También es importante respetar sus necesidades. No todos necesitan hablar o desahogarse de lo que viven la primera vez que conversamos con ellos. Algunos requieren tiempo para confiar, otros prefieren mostrar su vulnerabilidad solo en espacios íntimos. Recordemos siempre que acompañar es estar disponible sin imponer, es ofrecer presencia sin forzar la palabra, es sostener el espacio para cuando estén listos para ocuparlo.
Por último, no podemos dejar de lado el hecho de que el proceso de cuidar a un ser querido en el final de su vida no solo transforma a quien está partiendo, también transforma a quien cuida. Después de la muerte, muchos cuidadores sienten que han perdido no solo a su ser querido, sino también una parte importante de su identidad. Es por eso que el acompañamiento de quien cuida no debe terminar con la muerte física de la persona cuidada. El duelo del cuidador continúa y acompañarlo en esa transición es igual de necesario. Permitirle espacio para nombrar su dolor, para reconstruirse, para entender que su valor no dependía exclusivamente de su rol de cuidador, es parte de la continuidad de nuestro trabajo como doulas de duelo y fin de vida.

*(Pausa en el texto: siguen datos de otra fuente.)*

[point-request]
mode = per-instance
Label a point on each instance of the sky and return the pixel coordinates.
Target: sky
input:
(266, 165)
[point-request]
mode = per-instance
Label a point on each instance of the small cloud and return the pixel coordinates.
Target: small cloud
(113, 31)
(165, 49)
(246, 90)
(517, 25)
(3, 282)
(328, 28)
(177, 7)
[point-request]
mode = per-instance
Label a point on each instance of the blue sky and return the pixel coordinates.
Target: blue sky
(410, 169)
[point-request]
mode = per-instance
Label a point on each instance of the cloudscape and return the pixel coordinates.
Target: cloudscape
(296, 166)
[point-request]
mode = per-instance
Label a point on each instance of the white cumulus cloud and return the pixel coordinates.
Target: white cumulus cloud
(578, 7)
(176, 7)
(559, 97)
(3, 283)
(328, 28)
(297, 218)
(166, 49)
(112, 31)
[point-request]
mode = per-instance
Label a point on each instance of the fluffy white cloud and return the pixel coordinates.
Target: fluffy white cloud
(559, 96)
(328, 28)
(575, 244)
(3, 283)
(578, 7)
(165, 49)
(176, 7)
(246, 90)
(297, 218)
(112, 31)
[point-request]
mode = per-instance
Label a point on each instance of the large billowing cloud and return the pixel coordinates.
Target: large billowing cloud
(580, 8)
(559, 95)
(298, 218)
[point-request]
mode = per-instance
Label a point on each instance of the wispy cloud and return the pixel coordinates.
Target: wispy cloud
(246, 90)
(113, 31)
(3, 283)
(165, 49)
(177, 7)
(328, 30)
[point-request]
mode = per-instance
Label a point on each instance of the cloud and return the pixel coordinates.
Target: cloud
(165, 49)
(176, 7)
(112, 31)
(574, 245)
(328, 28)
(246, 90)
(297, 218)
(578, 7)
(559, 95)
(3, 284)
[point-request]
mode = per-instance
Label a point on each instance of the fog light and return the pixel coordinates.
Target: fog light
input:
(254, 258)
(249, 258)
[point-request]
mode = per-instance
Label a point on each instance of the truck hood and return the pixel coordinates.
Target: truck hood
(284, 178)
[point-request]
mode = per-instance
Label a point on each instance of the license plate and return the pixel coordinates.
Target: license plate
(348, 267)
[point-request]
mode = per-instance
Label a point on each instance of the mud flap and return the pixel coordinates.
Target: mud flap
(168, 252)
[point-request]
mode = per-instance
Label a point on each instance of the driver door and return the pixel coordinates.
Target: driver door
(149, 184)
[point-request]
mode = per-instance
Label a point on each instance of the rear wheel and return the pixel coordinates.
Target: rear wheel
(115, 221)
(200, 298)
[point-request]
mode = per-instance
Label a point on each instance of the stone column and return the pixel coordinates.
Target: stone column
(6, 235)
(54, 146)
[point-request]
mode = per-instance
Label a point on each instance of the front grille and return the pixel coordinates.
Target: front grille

Cuidar a quien cuida es reconocer que el final de la vida nos atraviesa a todos, cada uno desde su lugar y que todos merecen ser sostenidos. En una sociedad que a menudo celebra la fortaleza silenciosa y el sacrificio invisible, nuestra misión es recordar que la verdadera fortaleza radica en reconocer la vulnerabilidad y en permitirnos ser acompañados.
Así como abrazamos con amor a quienes se preparan para morir, abracemos también a quienes, día tras día, acompañan desde el amor, el cansancio y la esperanza. Porque ellos también transitan un duelo. Ellos también merecen ser vistos, sostenidos y amados.